So why are all these folks over loading their vehicles?  Maybe no one ever told them that too much weight in the trunk or bed can greatly affect the way their car handles (i.e. braking and steering) not to mention causing unnecessary wear to the drive-train, suspension and tires.  Maybe they think that a few extra bags of concrete over the axle of their tilt-bed trailer won’t make that much of a difference.  Or maybe they just don’t care.  Whatever the reason, let this anecdote serve as a warning: DO NOT OVERLOAD YOUR VEHICLE.

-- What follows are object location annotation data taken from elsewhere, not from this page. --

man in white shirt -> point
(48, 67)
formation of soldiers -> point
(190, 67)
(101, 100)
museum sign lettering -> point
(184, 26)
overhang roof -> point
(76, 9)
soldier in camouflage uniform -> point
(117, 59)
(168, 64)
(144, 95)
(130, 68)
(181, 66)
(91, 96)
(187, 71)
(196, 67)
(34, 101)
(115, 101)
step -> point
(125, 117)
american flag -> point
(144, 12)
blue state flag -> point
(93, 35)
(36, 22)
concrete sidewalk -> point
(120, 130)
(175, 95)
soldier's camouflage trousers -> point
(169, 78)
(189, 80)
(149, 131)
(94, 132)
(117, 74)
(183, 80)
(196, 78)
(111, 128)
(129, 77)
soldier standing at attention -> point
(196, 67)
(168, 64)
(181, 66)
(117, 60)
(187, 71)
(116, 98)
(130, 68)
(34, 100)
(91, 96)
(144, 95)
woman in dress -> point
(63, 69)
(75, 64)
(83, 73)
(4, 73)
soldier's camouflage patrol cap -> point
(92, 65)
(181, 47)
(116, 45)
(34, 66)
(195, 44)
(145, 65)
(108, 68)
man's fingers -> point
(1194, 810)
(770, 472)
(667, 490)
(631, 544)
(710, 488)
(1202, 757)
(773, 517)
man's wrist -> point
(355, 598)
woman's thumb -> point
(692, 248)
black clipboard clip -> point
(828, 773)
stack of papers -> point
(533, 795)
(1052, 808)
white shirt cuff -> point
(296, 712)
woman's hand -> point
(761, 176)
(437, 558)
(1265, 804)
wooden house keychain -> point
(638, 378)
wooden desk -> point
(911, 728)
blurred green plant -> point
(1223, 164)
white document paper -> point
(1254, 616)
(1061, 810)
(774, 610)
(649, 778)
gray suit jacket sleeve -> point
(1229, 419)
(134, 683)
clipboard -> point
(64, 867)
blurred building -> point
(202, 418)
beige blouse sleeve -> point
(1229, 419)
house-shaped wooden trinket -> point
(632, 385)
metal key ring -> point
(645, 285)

Vehicles are built to withstand certain load extremes set by the manufacturer and ignoring these regulations can land you in serious trouble.  You can be fined for hauling more weight than what your vehicle is rated and potential repairs would only add insult to injury.  That is why we have included a link to the Online Towing Guide that outlines a variety of popular vehicles and the towing capacity that they are rated for.

If you tow a trailer or use your truck or SUV for light duty hauling, do yourself a favor and find it on this list.  Doing so will save you a lot of time and money in the long run.  You can avoid costly and unnecessary damages to your vehicle and you won’t have to take off  work to plead your case at the local courthouse.

That goes without saying that you will keep everyone who rides in your vehicle safe.  And as we remind our readers each and every week, safety is the most important part of hauling and towing.   Once you have that covered, your mind will be at ease and you can enjoy the rest of the trip.

As always, if you have any questions regarding towing guidelines, custom trailer construction, trailer repair or trailer maintenance please feel free to contact Phoenix Coach Works for more information.

Be safe and enjoy the ride!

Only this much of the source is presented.